He didn't sneak round the back and peer in a window?
He's an investigative reporter, for heaven's sake!
Someone must know why Hitler came to Berlin.
Seven closed meetings over two nights,
when he's meant to be putting clear water between himself and the Brownshirts?
And no-one knows what was said? I mean, there's absolutely no record?
Sorry, Margot, but we need something solid.
Like a Brownshirt with a grudge against Hitler.
You know, I couldn't place you, at first.
Maybe it's because you're not wearing the swastika.
Still, I was a bit rude to you, wasn't I?
But I never like to see a paramilitary uniform in court.
I'm a bit old fashioned that way.
Berlin though, eh? What a city!
One minute, a young man is running with the Fascists.
The next he rounds a corner and suddenly he's coming the other way with a hammer and sickle.
Nobody's quite sure why. Is he a convert?
Or is it just that the soup's better?
It's not the soup, is it?
Which means he's either suddenly developed an interest
in the contradictions of capitalism
and the leading role of the international proletariat, or he's...
..doing a spot of eavesdropping.
It's all right. There's no reason why anyone should know.
Excellent! You want to help me. And you will, you will.
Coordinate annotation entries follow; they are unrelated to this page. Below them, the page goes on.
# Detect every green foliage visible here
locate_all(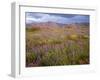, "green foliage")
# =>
[41,50,69,66]
[26,52,37,64]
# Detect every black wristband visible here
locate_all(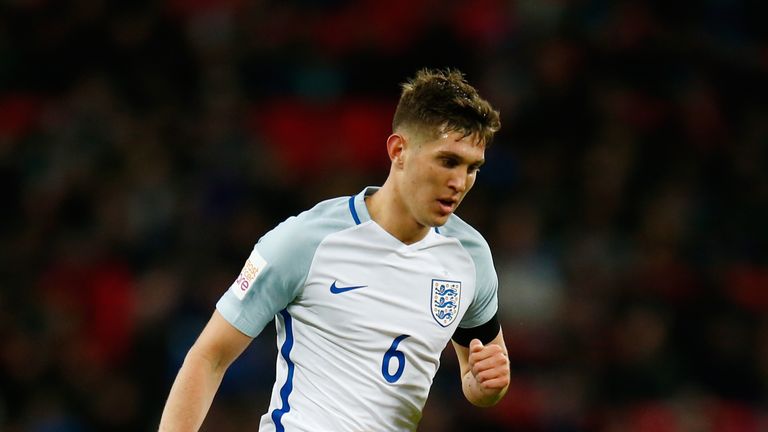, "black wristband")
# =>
[452,314,501,347]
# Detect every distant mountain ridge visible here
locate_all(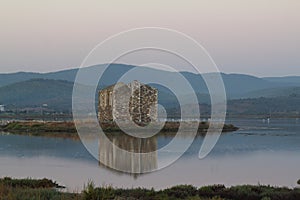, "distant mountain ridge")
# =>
[0,64,300,99]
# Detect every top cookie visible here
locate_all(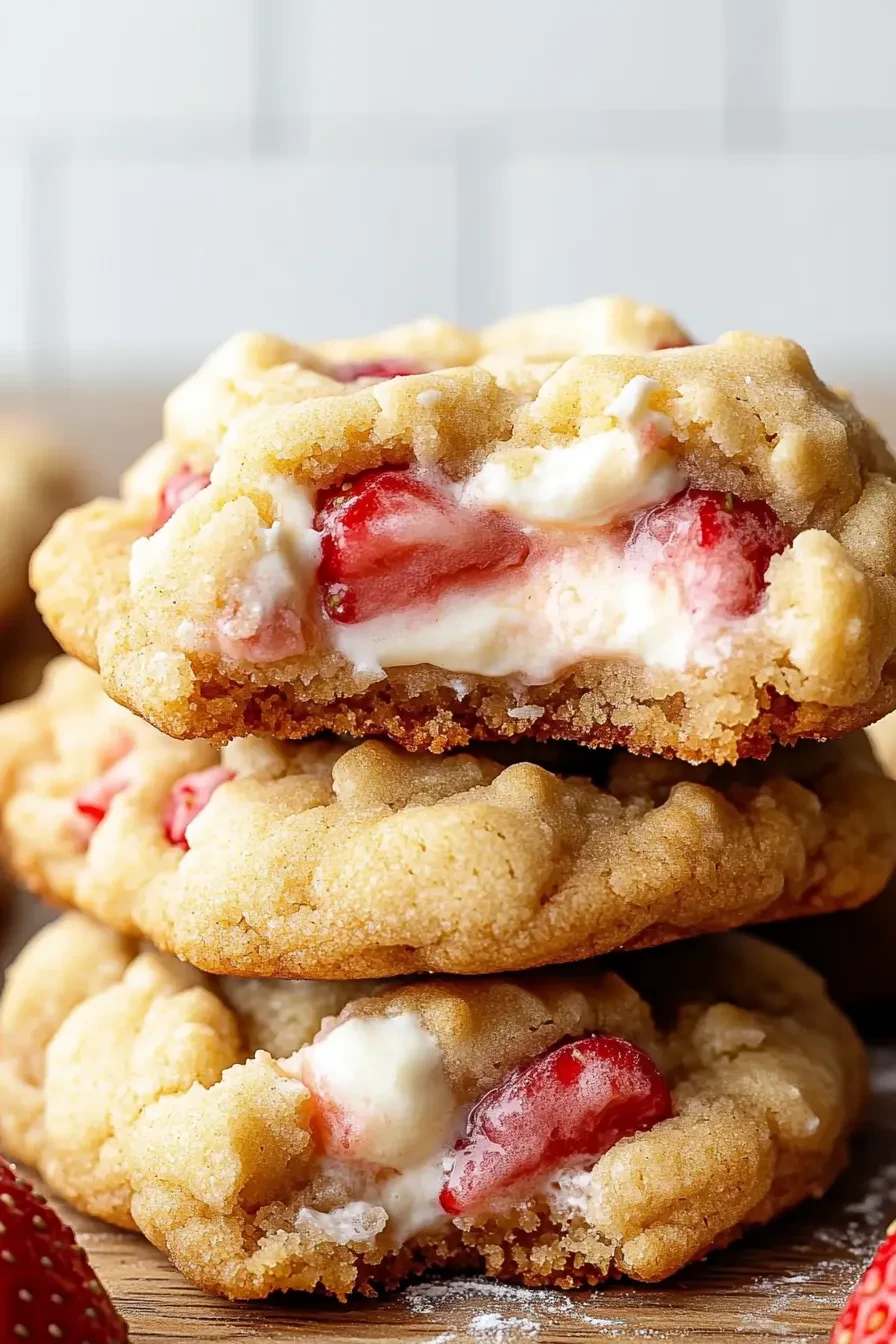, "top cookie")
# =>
[34,315,896,762]
[0,417,74,629]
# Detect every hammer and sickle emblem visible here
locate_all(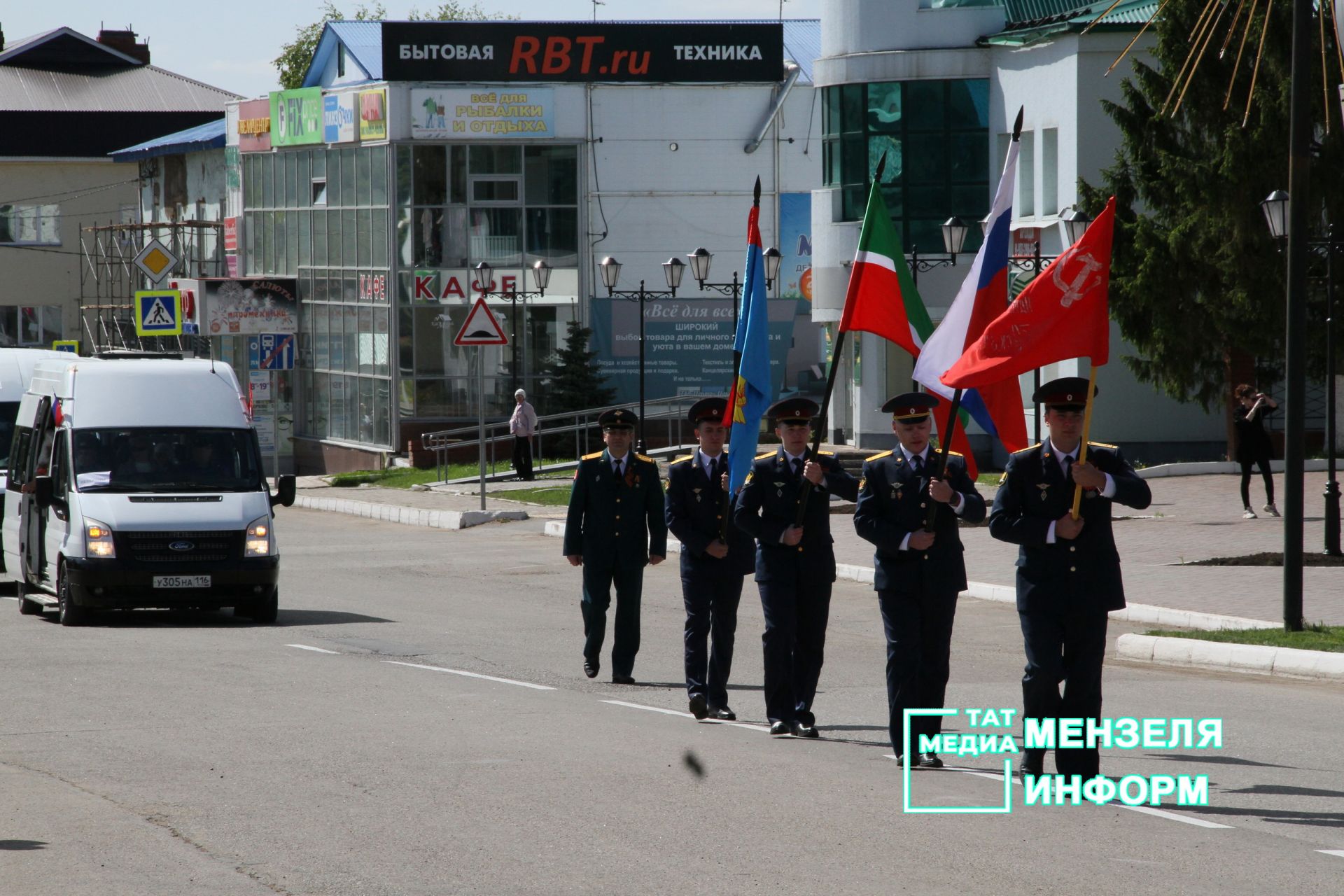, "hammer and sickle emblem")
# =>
[1054,250,1102,307]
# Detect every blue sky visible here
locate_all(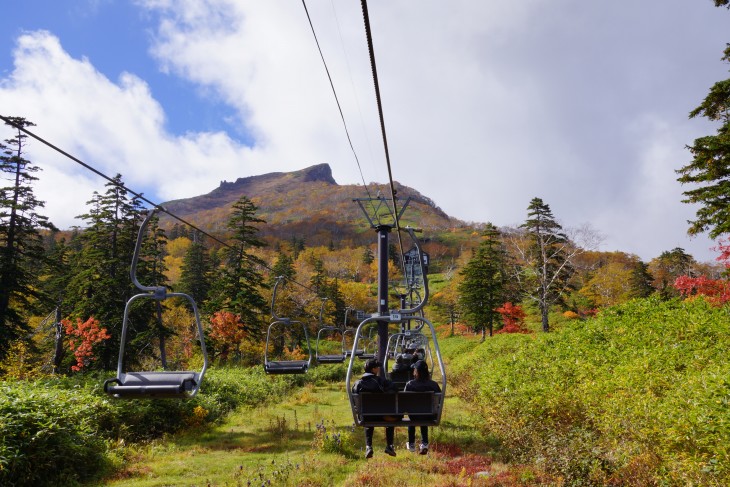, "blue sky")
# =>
[0,0,243,142]
[0,0,730,260]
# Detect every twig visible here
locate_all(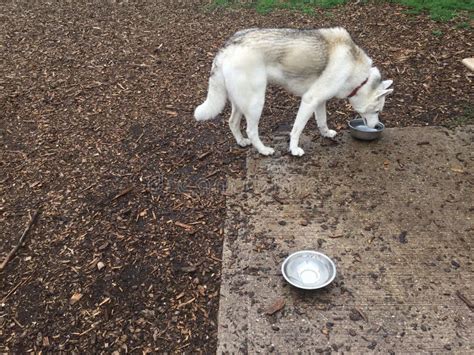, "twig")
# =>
[2,276,31,303]
[456,290,474,311]
[0,210,39,272]
[112,186,133,201]
[206,169,221,179]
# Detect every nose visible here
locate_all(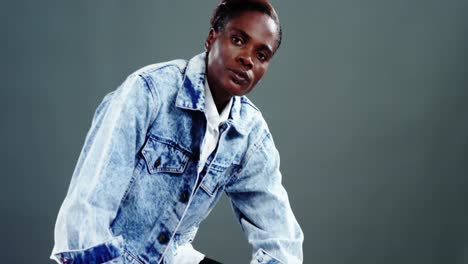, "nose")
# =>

You are going to put me in touch with Captain Stennes.
Captain Stennes is not somebody I would ever speak to. He's, er...
I know. He's volatile. He scares you.
But I know you can do it, don't I? I do.
Tell him who I am. He'll know my name.
And tell him it's a business proposition.
I said, what do you want from this Captain Stennes?
-I'm not quite sure.
-What might he want from you?
I'm not sure about that either.
What? So we're just coming down here on a whim, then? To see how the Brownshirts live?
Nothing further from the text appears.